Methylated Trivalent Arsenic Species Are Genotoxic

Abstract
The reactivities of methyloxoarsine (MAsIII) and iododimethylarsine (DMAsIII), two methylated trivalent arsenicals, toward supercoiled φX174 RFI DNA were assessed using a DNA nicking assay. The induction of DNA damage by these compounds in vitro in human peripheral lymphocytes was assessed using a single-cell gel (SCG, “comet”) assay. Both methylated trivalent arsenicals were able to nick and/or completely degrade φX174 DNA in vitro in 2 h incubations at 37 °C (pH 7.4) depending on concentration. MAsIII was effective at nicking φX174 DNA at 30 mM; however, at 150 μM DMAsIII, nicking could be observed.

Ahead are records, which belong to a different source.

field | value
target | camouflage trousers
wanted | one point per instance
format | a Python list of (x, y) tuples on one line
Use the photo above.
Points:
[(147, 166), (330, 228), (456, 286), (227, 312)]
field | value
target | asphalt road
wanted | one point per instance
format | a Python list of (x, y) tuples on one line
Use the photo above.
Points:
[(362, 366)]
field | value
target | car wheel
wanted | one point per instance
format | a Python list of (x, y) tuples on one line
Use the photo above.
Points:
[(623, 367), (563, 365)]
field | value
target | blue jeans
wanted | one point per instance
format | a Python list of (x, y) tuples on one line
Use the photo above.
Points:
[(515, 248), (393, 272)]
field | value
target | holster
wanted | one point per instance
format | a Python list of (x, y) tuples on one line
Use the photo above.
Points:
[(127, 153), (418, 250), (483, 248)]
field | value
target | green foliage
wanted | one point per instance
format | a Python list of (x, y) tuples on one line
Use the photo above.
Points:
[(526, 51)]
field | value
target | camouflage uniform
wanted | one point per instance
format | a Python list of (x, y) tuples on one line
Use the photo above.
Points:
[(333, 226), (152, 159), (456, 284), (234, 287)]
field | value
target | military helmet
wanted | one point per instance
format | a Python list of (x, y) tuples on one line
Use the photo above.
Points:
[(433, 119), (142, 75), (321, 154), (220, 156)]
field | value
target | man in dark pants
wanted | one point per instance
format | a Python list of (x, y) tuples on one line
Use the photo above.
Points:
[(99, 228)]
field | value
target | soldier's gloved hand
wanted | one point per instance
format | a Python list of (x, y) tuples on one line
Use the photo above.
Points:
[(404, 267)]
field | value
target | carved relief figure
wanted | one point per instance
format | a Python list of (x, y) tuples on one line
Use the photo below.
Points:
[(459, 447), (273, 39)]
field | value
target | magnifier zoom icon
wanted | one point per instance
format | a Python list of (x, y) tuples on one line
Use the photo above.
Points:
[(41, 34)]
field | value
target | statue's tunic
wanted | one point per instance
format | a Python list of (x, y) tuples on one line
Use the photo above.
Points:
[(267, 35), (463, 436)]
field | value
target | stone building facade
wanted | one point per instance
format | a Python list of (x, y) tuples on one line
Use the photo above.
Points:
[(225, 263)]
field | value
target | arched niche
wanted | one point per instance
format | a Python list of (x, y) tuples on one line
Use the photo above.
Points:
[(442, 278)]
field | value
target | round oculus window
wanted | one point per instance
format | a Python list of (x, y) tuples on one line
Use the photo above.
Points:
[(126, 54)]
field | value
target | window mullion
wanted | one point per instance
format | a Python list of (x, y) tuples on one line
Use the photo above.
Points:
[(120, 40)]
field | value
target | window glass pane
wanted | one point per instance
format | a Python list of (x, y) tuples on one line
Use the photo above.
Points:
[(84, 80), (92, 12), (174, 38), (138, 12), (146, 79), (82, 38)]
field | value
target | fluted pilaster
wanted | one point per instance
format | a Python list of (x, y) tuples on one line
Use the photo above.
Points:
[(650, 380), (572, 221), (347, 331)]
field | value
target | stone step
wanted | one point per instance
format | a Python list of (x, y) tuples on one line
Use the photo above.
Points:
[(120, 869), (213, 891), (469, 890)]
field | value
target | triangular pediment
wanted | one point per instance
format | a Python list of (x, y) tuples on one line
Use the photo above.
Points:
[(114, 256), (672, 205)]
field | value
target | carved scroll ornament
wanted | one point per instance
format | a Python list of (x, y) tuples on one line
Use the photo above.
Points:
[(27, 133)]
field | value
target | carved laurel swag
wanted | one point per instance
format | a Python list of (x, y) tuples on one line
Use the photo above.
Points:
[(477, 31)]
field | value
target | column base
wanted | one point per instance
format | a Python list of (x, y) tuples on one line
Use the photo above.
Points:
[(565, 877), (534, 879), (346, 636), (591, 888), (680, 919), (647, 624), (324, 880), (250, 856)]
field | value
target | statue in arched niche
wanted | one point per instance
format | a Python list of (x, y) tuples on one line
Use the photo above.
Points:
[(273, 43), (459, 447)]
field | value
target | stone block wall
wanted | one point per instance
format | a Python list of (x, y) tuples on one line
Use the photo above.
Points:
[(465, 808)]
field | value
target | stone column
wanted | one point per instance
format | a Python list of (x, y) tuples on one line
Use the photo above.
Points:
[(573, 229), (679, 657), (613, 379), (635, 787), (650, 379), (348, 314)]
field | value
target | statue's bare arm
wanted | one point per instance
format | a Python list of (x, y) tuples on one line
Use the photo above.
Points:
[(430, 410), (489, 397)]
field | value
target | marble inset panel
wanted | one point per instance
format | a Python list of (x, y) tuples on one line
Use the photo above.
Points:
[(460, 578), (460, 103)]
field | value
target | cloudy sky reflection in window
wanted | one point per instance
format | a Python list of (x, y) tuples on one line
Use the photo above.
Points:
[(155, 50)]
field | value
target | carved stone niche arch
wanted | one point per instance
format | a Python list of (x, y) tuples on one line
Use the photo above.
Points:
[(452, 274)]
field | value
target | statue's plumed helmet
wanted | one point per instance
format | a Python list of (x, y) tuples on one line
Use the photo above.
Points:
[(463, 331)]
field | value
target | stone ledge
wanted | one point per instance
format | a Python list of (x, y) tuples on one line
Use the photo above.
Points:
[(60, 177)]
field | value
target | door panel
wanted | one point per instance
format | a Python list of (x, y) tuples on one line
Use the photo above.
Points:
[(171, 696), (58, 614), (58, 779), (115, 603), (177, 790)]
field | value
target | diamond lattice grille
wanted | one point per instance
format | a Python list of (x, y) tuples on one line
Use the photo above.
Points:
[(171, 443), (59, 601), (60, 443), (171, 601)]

Exposure of φX174 DNA to sodium arsenite (iAsIII; from 1 nM up to 300 mM), sodium arsenate (from 1 μM to 1 M), and the pentavalent arsenicals, monomethylarsonic acid (from 1 μM to 3 M) and dimethylarsinic acid (from 0.1 to 300 mM), did not nick or degrade φX174 DNA under these conditions. In the SCG assay in human lymphocytes, methylated trivalent arsenicals were much more potent than any other arsenicals that were tested. On the basis of the slopes of the concentration−response curve for the tail moment in the SCG assay, MAsIII and DMAsIII were 77 and 386 times more potent than iAsIII, respectively. Because methylated trivalent arsenicals were the only arsenic compounds that were observed to damage naked DNA and required no exogenously added enzymatic or chemical activation systems, they are considered here to be direct-acting forms of arsenic that are genotoxic, though they are not, necessarily, the only genotoxic species of arsenic that could exist.